As some of you may know, I've told you about how I was gonna get married sometime during jan/feb, and i just did! Wedding day; feb2! Now I just hope I can remember to buy flowers every year..

It was kind of a long procedure, but we were well prepared, had all the documents needed. 

I have considered writing a guide about it, but I realize it may be different from country to country, since you need to obtain a permit from your embassy to even start the procedure.

It also did cost more than we had imagined, there are alot of papers to be translated and legalized. Not only that, but most embassies are in the Sukhumvit area, and most hotels nearby are expensive. And the taxi-rides.. 

As I posted on a previous thread, we were thinking about a honeymoon in CM.. well, after a couple of days in BKK I'll be happy with a honeymoon at home! 

All in all, there was a visa trip to KL and plane tickets Krabi-KL-Bkk-Nakhon si Thammarat(I had left my car with my stepdad there), and the 2 hour road back home, I think we spent about 50k baht.. 

So, for just beeing a 'paperwork' thing, it was rather expensive..


----------



## jjk (Jul 28, 2009)

Congrats to you and your wife. 10 Years ago I went through the same procedure. Only difference I never asked permission to my embassy. Therefor our marriage is not registered in my home country, but that does not bother me, since I do not see us return there and if we do we will just get married there all over again.

The paperwork is horrible. Especially that the legal translations are only valid for 6 months. I never understood why. We had 2 major problems. First was (we needed to get the papers done in Kuala Lumpur Malaysia) to find the different buildings.

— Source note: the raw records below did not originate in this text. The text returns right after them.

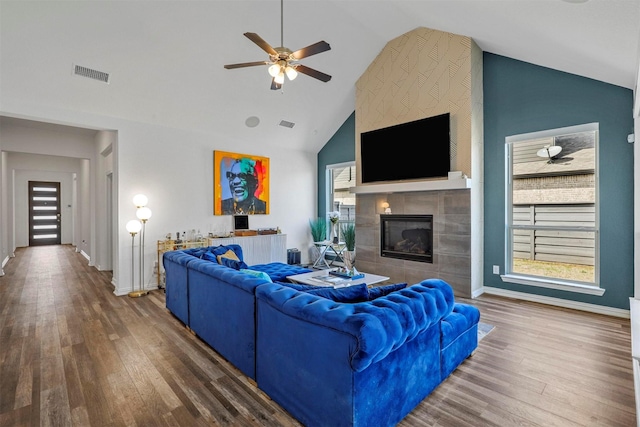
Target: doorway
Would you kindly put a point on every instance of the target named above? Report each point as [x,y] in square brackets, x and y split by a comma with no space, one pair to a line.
[44,213]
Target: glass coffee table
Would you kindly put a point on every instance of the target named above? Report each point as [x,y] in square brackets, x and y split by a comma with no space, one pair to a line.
[323,278]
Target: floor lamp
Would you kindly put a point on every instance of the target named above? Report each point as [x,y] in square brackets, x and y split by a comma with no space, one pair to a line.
[133,227]
[143,213]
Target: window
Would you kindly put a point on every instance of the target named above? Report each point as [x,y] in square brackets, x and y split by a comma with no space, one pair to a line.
[552,209]
[341,178]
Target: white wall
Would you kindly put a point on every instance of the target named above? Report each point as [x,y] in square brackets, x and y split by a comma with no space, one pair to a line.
[174,168]
[4,250]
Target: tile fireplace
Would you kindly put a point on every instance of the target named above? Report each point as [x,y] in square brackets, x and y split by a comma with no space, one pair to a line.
[407,237]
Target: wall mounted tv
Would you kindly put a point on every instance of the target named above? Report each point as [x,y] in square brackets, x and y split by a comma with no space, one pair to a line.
[408,151]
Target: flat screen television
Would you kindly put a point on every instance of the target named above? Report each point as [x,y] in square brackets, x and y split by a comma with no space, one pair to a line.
[409,151]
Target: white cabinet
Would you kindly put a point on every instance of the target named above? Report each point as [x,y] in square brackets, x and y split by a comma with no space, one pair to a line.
[260,249]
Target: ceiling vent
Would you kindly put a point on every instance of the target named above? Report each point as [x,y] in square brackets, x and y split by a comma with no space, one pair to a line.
[79,70]
[287,124]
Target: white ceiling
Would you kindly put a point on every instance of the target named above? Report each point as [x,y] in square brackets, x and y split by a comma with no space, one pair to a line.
[166,58]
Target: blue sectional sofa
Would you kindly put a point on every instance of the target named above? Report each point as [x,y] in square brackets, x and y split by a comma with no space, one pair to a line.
[359,364]
[365,361]
[218,302]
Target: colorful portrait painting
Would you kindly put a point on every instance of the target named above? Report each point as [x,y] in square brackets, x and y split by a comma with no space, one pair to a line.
[240,184]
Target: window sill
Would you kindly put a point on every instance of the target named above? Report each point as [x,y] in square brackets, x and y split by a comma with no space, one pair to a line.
[553,284]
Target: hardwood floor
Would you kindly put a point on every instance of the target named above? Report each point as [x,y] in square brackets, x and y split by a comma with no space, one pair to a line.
[72,353]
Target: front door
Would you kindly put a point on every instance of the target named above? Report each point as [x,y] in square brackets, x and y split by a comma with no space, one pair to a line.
[44,213]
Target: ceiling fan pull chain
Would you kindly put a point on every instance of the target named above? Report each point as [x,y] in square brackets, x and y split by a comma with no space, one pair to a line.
[282,23]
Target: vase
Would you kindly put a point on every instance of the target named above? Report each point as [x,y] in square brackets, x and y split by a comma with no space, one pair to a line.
[349,259]
[333,233]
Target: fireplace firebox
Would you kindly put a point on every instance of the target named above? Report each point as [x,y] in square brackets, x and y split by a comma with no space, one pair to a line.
[408,237]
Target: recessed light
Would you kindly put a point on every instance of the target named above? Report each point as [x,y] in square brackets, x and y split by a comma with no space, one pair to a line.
[252,121]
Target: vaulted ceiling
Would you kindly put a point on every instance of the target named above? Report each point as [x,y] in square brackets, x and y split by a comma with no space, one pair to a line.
[165,58]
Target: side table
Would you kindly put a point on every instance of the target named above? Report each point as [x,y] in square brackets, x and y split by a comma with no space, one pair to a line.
[323,247]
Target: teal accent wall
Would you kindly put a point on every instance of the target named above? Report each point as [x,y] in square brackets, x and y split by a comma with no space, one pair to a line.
[519,98]
[340,148]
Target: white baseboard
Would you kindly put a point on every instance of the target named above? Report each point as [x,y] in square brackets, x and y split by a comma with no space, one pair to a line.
[558,302]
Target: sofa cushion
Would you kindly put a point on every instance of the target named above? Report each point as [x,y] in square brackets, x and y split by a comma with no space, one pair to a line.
[260,274]
[222,249]
[379,326]
[380,291]
[355,293]
[228,254]
[232,263]
[278,271]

GPS was not available, so we spend some time driving around. On at least 2 occassions we arrived only to find out that they had moved office. On our second trip we hired a driver for the day. A bit more expensive, but it went quicker. The second problem was that they have the tendency to change the required forms and not inform the other departments about this. So, you arrive at the next checkpoint with the forms only to be told that form such and such is missing......

Oh well, in the end we got it done and in June we will celebrate our 10th anniversary. By that time we will have moved to Bangkok, so if anyone has some suggestions. Get it out.....

Regards and once again congratulations.


JJK


----------